Jede Menge Tamburine und Rahmentrommeln in den unterschiedlichsten Formen und Größen erwarten einen, deren Aufgabe speziell darin besteht, den impulsiven Herzschlag von Zeit und Musik darzustellen.
Violinen und Akkordeon – ebenfalls die Musik von CGS maßgeblich bestimmende Instrumente – mischen sich genauso ein wie Zupf- und Blasinstrumente sowie der volkstümliche männliche und weibliche Gesang. So gesehen alles traditionell. Doch dann besticht „Meridiana“ mit modernen Klängen, wie Synthie-Bässen, Loops, Electronics, sogar E-Gitarre. Und wer glaubt, dass diese Alt-Neu-Kombination nicht funktionieren könnte, der hat bisher noch nicht „Meridiana“ von CANZONIERE GRECANICO SALENTINO gehört.

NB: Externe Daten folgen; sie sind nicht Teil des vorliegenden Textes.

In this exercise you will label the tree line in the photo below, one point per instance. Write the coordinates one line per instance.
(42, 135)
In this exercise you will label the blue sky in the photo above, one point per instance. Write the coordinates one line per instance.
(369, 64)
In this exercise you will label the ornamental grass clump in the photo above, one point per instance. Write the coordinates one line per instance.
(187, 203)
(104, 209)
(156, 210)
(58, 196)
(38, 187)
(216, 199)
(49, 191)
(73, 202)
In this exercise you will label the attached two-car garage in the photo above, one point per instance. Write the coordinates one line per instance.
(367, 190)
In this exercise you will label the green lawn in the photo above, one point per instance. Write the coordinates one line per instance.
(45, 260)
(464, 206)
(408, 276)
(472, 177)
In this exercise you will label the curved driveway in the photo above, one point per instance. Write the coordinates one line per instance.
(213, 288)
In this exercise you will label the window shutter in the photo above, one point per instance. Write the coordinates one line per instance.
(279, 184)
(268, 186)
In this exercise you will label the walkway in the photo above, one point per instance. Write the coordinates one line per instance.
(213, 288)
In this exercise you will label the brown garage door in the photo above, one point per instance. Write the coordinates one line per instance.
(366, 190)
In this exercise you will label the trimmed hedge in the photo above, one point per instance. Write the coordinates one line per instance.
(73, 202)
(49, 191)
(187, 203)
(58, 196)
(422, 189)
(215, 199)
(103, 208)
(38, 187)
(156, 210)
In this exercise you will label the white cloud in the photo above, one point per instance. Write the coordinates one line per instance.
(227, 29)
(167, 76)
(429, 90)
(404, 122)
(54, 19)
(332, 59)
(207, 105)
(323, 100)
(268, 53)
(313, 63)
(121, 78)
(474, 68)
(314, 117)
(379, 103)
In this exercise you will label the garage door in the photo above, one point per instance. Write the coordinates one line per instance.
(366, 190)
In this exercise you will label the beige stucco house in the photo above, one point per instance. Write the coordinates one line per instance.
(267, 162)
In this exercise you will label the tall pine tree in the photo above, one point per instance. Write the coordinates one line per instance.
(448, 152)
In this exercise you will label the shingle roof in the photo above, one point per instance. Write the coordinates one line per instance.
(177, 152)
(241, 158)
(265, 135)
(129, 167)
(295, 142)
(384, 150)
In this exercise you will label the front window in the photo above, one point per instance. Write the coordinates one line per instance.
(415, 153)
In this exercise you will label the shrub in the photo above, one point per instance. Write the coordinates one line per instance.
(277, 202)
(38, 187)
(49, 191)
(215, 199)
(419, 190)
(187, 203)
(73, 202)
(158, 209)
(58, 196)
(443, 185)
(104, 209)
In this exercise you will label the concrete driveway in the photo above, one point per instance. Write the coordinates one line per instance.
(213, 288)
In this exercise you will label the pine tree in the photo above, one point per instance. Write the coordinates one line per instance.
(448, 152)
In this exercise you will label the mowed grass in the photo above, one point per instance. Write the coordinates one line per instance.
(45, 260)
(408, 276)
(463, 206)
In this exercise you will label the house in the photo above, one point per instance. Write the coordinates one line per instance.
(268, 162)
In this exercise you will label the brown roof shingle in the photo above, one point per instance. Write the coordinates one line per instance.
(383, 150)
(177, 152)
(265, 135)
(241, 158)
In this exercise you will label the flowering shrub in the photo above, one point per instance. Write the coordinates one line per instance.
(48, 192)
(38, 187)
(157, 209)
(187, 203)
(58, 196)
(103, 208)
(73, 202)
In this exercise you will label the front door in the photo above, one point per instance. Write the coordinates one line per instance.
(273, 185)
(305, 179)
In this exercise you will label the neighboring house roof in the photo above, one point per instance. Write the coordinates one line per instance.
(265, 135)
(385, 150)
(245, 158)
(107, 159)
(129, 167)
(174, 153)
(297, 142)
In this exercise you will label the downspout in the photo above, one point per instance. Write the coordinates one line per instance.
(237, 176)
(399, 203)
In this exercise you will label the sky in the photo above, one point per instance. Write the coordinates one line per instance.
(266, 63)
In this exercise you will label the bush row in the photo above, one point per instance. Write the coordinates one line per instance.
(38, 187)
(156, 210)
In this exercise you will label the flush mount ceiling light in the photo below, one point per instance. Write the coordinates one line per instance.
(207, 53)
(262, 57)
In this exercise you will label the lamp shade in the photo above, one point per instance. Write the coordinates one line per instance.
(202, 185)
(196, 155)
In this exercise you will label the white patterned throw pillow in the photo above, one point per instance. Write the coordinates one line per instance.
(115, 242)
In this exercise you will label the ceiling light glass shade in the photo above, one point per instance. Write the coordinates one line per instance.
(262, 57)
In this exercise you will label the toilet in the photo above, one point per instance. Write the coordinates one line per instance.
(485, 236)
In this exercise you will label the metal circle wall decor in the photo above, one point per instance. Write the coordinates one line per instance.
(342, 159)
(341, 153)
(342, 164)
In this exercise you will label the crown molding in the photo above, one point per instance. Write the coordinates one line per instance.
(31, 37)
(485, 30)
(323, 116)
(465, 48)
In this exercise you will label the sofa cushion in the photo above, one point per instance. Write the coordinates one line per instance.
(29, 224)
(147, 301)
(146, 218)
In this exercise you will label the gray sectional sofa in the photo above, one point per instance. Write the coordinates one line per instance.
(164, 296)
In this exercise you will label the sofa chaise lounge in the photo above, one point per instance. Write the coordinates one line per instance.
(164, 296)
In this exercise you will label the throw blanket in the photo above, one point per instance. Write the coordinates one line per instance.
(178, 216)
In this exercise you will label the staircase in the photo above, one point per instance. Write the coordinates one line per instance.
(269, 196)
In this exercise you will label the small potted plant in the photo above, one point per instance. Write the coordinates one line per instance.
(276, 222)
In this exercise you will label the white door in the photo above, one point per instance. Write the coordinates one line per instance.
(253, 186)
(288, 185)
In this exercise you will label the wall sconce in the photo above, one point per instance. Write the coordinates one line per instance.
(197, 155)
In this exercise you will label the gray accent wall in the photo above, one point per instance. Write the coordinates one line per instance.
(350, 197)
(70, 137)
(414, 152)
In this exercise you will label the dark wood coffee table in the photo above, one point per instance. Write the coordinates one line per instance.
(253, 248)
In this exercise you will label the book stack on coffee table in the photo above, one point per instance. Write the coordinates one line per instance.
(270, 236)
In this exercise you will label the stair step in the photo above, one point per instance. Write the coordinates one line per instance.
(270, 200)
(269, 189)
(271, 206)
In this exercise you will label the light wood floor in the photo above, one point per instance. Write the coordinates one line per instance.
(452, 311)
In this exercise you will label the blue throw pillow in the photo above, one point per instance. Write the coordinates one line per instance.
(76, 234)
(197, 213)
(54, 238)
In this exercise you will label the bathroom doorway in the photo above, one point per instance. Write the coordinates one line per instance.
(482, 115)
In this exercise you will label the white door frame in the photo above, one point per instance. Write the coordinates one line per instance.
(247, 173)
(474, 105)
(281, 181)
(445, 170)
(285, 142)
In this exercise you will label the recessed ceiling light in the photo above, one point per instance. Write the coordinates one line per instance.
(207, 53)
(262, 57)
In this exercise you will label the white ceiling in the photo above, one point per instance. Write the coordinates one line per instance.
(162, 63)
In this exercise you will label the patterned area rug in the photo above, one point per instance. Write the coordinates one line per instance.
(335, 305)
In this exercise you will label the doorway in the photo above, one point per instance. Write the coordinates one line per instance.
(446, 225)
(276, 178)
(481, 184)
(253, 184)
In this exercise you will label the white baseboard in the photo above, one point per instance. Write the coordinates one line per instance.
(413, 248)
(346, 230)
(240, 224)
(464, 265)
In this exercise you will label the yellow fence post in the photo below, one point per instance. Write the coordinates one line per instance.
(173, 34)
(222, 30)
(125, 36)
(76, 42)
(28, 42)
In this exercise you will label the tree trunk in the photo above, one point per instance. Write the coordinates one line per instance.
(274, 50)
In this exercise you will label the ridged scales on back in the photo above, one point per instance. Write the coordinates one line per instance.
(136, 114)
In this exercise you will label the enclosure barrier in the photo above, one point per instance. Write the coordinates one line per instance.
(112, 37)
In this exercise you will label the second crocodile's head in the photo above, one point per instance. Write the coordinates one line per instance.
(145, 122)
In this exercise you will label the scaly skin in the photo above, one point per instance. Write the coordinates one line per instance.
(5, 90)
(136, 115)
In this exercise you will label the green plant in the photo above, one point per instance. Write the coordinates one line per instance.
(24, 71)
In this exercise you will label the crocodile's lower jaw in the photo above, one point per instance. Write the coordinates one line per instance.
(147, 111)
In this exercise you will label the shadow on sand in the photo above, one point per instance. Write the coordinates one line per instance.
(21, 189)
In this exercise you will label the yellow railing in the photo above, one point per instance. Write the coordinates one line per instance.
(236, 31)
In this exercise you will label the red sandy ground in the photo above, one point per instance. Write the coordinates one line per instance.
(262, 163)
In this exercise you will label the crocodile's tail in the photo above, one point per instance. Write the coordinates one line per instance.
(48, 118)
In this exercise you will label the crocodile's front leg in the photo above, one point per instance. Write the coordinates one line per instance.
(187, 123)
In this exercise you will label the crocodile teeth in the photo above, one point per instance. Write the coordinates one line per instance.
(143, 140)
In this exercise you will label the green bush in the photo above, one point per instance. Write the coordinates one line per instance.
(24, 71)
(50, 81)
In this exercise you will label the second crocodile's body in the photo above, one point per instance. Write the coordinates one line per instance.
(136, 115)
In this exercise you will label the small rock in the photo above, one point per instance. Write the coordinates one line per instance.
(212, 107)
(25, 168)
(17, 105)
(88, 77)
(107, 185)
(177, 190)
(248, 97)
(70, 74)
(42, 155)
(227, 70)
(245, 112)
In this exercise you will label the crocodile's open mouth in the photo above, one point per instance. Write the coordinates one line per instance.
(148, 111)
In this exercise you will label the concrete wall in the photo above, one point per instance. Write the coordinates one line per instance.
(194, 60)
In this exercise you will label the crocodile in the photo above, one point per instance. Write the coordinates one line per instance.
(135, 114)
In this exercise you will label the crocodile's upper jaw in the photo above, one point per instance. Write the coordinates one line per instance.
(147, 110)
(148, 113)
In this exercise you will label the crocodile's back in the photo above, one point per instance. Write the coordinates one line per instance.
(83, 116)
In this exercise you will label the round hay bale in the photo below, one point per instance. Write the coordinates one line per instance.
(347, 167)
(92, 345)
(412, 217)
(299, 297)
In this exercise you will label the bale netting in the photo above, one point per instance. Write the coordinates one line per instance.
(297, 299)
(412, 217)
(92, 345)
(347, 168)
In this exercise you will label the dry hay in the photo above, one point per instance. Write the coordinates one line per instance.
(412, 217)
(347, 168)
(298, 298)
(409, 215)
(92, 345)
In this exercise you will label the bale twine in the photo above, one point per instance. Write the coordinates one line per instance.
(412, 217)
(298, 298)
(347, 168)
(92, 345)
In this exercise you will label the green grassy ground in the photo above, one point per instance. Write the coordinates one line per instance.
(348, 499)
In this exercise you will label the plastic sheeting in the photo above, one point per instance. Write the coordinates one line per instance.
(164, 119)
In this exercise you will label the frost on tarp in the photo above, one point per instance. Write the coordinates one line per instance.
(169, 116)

Bereits der Album-Opener „Balla Nina“ verknüpft Traditionelles und Zeitgenössisches zu einem explosiv-dynamischen Mix, welcher – auch durch die ausgezeichnete Sound-Abmischung auf Vinyl – einem erst wie ein eruptiver Vulkan entgegenschlägt und dann voll fragiler Schlichtheit bezaubert.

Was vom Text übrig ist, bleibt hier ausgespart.